The probiotic portion of the intervention was a proprietary Winclove formula, branded as Ecologic 825. This is a combination of nine probiotic strains: Lactococcus lactis, Lacticaseibacillus paracasei, Lactobacillus acidophilus, Ligilactobacillus salivarius, Lacticaseibacillus casei, Lactiplantibacillus plantarum, Bifidobacterium bifidum, Bifidobacterium lactis and Bifidobacterium lactis, which together provided 1.5 billion CFU (colony forming units). Winclove has long been an advocate of multi-strain probiotics.
The other portion of the test product is a fructooligosaccharide designated as FOS P6. It was used in a 10-gram dosage.
The researchers’ goal was to investigate how the intervention changed the microbiota in the small intestine. They noted that most probiotics research focuses on changes in the fecal microbiota. Fecal samples are easy to take and there is good data correlating what is found in those samples to health outcomes.
But that still means researchers must infer what changes took place in the small intestine based on microbiome changes further downstream. The present study aimed to change that and get a detailed picture on what microbial changes occurred in the small intestine, where exactly they took place, and when.

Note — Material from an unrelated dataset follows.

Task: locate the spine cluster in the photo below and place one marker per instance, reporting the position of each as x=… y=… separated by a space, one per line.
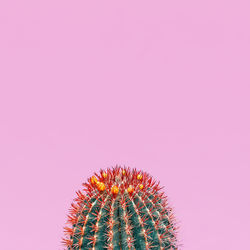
x=120 y=208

The researchers recruited 20 healthy subjects, divided into two groups. One group ingested two daily doses of the synbiotic intervention, while the others took a placebo. They did this for two weeks, while they maintained their normal diets in the meantime.
Unusual study design
The researchers resorted to an extraordinary method to get their data on the makeup of the microbiome in the small intestine. The subjects all came into the clinic for a baseline measurement, taken six days before the start of supplementation and after an overnight fast, when a catheter was inserted into their noses and snaked through their stomachs and into their duodenums.
At a structure called the ligature of Treitz — the boundary between the duodenum and the jejunum — the forcible snaking stopped. This is the point at which the small intestine starts to become highly folded, making it difficult, if not impossible, to continue to snake the catheter through that labyrinthine path.
At that point, a small balloon was inflated at the end of the catheter. This used the body’s own peristaltic muscle contractions to push the balloon along, snaking the catheter behind it, until it reached the far end of the small intestine. It took several hours for the catheter to reach its final position.
The catheter had small holes in it at intervals to let in samples of the microbiome taken at specific locations along the small intestine.
The catheter procedure was repeated on the 14th day, and on that day, the contents of the small intestine were sampled three times. One was in the morning after the overnight fast, another was about two hours after ingesting the morning does of the symbiotic, and again about an hour after a standard lunch of noodles. Fecal samples were also taken.
Valuable data gathered
The researchers found that the makeup of the microbiome was significantly different at each location at baseline. These differences were greatest after the morning fast, while later in the day these differences faded to insignificance.
After the synbiotic ingestion, they noted brief (about two hours) spikes in the relative abundance of the microbes contained in the formula.
The authors said the study provides valuable data for what’s happening in the small intestine but leaves more questions over the overall dynamics of the system.
“We demonstrated significant differences in microbial and metabolomic composition at baseline between duodenum, jejunum, proximal ileum content and feces,” the researchers wrote. “In addition, the significant difference in microbial composition along the small intestine was most pronounced in the morning after overnight fasting, while it was not always measurable around noon or in the afternoon. Two weeks of synbiotic supplementation did not affect the overall microbiota and metabolomic composition in small intestinal fluids and feces differently from placebo. Moreover, small intestinal microbiota is highly dynamic, and ingested probiotic bacteria were shown to lead to a transient spike in the relative abundance of corresponding genera and ASVs, suggesting their passage through the entire gastrointestinal tract.”